Giorgio's story is not too dissimilar from Alberto's. A construction worker in his mid-forties with a passion for fishing, he had been violent many times, not only with his partners but toward his daughter as well.

"I felt like I couldn't sustain a normal conversation without always having to impose my view. I couldn't take on even the most insignificant affront...I had to demonstrate the power I had over them," he wrote in an email which was sent to me by his therapist.

"I used to be one of those men who want to dominate women.

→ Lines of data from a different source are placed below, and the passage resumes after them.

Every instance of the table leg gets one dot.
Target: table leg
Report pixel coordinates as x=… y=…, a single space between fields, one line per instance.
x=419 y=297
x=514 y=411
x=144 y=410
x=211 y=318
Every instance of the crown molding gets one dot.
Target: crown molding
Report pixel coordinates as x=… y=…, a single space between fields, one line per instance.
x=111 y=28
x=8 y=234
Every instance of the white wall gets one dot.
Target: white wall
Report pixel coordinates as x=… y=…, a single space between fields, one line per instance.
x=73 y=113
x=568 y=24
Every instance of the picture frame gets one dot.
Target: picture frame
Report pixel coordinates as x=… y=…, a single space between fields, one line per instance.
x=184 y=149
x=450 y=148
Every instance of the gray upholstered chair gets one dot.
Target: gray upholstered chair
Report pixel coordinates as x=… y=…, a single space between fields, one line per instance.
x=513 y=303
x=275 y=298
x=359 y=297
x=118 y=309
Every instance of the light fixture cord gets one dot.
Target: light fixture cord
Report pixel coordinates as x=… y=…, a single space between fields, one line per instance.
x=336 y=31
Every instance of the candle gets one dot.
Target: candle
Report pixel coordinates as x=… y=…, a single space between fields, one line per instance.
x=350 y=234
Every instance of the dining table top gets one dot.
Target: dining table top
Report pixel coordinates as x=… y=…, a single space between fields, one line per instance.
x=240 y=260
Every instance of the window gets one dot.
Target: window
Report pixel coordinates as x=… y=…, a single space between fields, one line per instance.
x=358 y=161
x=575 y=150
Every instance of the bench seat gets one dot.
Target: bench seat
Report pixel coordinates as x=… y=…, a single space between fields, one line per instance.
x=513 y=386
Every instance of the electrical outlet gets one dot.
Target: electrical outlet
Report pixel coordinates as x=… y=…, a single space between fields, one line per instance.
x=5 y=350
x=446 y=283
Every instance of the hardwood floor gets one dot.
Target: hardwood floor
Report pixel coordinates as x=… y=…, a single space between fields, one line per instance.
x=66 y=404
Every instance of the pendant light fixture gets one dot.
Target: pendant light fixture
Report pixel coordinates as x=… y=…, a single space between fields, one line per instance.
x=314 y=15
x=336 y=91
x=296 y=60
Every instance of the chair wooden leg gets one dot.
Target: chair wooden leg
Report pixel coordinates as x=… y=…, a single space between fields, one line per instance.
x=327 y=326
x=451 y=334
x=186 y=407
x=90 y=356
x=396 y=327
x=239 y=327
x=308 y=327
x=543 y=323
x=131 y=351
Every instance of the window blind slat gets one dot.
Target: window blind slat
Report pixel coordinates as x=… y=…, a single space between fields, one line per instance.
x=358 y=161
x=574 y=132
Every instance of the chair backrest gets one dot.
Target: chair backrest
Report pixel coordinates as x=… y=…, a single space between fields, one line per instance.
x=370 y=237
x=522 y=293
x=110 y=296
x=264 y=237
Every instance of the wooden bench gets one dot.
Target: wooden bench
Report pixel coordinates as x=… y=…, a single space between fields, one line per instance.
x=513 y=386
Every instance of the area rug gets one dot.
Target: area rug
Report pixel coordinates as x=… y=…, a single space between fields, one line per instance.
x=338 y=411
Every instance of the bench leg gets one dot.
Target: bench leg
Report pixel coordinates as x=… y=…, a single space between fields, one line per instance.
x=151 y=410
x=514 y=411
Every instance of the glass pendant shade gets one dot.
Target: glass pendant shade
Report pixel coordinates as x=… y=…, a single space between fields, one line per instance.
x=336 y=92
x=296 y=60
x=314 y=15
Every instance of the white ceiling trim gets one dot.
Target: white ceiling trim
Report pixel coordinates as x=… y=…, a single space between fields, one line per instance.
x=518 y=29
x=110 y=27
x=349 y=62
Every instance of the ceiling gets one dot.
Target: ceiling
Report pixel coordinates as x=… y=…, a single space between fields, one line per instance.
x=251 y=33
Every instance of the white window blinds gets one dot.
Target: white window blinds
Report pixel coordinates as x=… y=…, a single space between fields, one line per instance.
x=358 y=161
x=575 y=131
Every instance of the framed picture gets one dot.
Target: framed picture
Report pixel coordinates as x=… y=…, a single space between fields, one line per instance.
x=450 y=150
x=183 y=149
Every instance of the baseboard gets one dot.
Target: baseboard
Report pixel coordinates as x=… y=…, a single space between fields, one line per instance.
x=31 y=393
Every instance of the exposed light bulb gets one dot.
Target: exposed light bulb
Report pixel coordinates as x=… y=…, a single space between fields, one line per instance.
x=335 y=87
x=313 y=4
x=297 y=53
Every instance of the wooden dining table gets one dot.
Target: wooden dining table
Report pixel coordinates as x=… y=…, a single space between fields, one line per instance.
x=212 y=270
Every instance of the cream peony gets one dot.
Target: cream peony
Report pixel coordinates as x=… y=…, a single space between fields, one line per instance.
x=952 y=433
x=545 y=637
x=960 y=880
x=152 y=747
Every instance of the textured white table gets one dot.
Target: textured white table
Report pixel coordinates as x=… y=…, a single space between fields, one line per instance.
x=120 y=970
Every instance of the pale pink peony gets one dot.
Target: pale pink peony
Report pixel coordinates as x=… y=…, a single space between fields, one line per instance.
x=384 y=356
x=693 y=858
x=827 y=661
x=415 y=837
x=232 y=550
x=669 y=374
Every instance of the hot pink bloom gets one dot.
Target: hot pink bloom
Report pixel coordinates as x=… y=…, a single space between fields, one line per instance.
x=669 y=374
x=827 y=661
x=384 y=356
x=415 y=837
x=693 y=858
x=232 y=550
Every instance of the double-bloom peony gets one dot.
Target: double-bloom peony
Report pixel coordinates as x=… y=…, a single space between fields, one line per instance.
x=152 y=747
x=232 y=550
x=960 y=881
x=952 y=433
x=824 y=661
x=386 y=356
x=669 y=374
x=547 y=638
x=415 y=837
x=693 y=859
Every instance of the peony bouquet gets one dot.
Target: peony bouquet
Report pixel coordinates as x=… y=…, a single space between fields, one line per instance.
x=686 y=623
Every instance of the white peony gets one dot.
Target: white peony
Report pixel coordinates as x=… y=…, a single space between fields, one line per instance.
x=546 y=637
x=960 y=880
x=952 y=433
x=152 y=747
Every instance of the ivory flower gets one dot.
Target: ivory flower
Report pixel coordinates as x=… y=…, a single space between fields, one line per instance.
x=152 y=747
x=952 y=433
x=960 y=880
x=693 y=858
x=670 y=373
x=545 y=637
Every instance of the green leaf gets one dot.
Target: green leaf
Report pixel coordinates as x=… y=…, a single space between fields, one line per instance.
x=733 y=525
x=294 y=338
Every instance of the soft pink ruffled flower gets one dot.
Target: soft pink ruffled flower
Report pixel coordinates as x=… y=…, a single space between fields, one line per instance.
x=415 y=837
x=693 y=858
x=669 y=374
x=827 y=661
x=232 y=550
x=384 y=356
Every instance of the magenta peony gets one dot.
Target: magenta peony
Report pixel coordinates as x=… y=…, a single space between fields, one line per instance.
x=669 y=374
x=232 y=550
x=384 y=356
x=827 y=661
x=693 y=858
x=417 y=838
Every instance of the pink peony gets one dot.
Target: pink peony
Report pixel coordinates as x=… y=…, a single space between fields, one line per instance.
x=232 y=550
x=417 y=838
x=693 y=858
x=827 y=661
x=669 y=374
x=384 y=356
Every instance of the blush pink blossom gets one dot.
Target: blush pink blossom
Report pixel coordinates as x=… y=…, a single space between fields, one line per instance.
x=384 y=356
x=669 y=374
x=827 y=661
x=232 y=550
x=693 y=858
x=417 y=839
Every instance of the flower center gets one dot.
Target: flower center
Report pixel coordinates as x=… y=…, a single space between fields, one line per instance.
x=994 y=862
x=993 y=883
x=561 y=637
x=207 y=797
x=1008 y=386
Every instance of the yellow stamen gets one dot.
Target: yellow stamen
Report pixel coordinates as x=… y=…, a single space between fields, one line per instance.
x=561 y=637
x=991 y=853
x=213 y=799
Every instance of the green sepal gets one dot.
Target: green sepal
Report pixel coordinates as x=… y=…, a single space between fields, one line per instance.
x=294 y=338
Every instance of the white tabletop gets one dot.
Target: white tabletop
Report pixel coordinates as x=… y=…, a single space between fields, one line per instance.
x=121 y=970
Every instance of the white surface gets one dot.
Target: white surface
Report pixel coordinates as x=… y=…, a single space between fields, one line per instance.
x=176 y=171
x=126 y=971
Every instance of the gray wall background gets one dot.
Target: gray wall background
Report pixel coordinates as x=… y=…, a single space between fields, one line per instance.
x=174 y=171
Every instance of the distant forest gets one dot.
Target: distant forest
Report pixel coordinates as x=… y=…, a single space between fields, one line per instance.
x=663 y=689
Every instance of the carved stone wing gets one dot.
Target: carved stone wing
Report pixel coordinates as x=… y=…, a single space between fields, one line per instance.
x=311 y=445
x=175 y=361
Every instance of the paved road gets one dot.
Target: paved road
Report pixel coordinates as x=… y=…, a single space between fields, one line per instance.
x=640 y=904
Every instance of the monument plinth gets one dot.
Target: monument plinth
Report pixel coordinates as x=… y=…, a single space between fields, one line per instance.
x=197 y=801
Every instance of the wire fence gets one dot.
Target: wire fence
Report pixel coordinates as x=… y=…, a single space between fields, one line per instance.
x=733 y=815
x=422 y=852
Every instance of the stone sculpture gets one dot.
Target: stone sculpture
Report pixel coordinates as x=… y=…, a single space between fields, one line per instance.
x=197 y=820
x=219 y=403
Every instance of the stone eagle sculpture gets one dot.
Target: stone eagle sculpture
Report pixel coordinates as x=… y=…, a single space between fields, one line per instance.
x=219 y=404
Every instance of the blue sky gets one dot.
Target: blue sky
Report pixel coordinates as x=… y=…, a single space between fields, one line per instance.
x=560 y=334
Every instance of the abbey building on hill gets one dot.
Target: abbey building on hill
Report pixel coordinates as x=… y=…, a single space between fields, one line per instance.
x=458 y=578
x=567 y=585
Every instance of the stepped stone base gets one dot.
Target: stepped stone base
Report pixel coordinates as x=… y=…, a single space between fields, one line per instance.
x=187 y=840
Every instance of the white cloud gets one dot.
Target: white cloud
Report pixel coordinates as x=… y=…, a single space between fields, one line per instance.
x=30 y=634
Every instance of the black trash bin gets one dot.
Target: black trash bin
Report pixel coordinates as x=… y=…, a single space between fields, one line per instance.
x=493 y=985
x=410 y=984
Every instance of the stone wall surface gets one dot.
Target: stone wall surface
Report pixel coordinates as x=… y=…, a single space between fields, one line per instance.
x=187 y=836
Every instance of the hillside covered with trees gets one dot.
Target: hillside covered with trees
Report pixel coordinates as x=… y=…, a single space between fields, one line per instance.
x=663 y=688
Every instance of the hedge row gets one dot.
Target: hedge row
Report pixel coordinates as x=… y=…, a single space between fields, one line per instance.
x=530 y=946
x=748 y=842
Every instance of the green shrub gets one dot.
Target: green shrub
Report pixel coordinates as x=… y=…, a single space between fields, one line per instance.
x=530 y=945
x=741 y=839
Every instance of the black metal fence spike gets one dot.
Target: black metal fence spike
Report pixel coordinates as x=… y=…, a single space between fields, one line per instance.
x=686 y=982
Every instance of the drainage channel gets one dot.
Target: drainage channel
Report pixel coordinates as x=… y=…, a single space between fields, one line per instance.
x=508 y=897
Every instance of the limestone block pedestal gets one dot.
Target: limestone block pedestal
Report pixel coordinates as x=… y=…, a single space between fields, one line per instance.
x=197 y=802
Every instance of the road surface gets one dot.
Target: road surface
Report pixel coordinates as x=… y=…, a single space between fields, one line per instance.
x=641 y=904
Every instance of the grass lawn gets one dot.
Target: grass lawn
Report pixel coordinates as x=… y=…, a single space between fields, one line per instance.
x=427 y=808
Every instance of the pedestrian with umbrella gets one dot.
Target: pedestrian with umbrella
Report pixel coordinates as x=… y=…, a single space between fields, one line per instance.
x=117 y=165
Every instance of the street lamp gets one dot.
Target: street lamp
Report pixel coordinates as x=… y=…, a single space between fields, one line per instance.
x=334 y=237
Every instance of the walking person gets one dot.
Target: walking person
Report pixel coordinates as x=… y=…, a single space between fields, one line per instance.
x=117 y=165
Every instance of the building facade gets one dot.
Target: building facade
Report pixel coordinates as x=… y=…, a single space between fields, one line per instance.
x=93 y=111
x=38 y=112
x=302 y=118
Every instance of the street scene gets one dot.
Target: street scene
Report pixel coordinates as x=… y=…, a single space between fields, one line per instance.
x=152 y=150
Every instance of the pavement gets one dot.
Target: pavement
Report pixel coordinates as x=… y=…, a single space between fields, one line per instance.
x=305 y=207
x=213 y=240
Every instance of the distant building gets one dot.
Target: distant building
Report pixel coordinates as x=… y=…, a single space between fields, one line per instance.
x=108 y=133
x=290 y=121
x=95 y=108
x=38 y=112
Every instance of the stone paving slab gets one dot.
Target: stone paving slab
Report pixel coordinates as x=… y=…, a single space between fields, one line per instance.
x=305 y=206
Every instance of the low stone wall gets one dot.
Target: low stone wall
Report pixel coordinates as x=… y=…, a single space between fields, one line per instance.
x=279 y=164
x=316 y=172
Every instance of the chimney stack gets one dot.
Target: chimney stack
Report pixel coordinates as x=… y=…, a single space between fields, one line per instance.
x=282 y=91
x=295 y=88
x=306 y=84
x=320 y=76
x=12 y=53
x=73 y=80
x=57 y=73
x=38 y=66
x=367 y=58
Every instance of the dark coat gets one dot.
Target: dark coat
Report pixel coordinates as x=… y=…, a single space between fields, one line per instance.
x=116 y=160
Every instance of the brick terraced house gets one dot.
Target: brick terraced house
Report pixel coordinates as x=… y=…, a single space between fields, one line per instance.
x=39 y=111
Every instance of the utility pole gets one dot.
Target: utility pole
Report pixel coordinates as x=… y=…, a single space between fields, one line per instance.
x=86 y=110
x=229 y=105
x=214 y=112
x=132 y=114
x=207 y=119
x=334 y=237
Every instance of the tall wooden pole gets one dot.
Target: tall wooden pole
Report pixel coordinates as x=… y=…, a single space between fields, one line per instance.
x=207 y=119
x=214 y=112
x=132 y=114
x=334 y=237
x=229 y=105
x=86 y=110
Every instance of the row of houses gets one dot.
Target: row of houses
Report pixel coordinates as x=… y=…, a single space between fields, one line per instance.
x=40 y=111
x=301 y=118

I didn't see violence as violence, but as a legitimate and dutiful punishment.

Alberto and Giorgio are among what people working in the field say is a growing number of men who are voluntarily seeking help to end their violent behaviour.

Helping men who act violently is tackling gender violence at its roots, Roberto Poggi, a member of "Il Cerchio degli Uomini" (The Circle of Men), a Turin-based organisation of men working with violent men, told me.

"In the immediate aftermath of violence we're dealing with an emergency and so it is paramount to protect the woman, to give her medical care and to shield her from further violence," he argued.

"(But in the long run), gender violence is something that deeply concerns men because they are the ones committing it."

Poggi, a counsellor with several years' experience, said many of the men who have come to him for therapy had been taken aback by the independence of their female partners.

"It can be because they are working women, women with career aspirations, successful women," he said.

Other men refuse to accept their partner ending the relationship - and these were the ones more likely to explode into violence, Poggi said.

"The vulnerability of a man is born out of the consciousness that he's losing power in a relationship - and that he can't lose it because he is a man," he said. "This is the culture."

Chauvinism is so ingrained that the image of the Italian male has barely evolved beyond that of the charming ladies' man immortalised by actor Marcello Mastroianni in Federico Fellini's 1960s movie La Dolce Vita.

Several decades later Silvio Berlusconi, with his penchant, when he was prime minister, for promoting beautiful young women, and an unshakeable belief in his own sexual prowess, embodied a rich, powerful masculinity that many Italian men envied.

Such dominating male role models have perpetuated the perception that Italian women are, by contrast, fit for little more than the kitchen or the bedroom.

"We haven't been able to change this idea of the woman that we have in our country," Cecilia Guerra, deputy minister for the Equal Opportunities Commission, told me on the phone from Rome.

"It all begins in schools with textbooks portraying women always holding less prestigious jobs than men; we grow up in this culture."

At the same time, Guerra pointed out that there had been a shift in mentality with greater awareness of gender violence.

"People now know that when we talk about gender violence we are talking mainly about domestic violence," she said. "Before we used to think it was strictly related to rapes and that foreigners (immigrants in most cases) were responsible for it."

A long-awaited law on gender violence that toughens penalties for perpetrators and increases protection for victims was approved by the Italian Senate in October.

Legislators say the law will provide long-term support and funds to women's shelters and centres tackling violence. But it does not earmark money for initiatives to help violent men.

"I don't have a definitive answer on this. The norm refers specifically to anti-violence centres and women's shelters and I don't think it includes centres for violent men," Guerra said.

Some of the people working on male violence say they are struggling to get funding because their services do not fall directly into the women's services category, even though they are working on the same issue, only from a different perspective.

Men who have taken part in programmes provided by these centres lament the lack of an effective support system for others like them, saying it is sorely needed.

"This path that I'm on right now, it reminds me a little of the movie 'Sliding Doors'," Alberto wrote at the end of his testimony. "I see that I can choose another way, a completely different life. One that is an alternative to violence."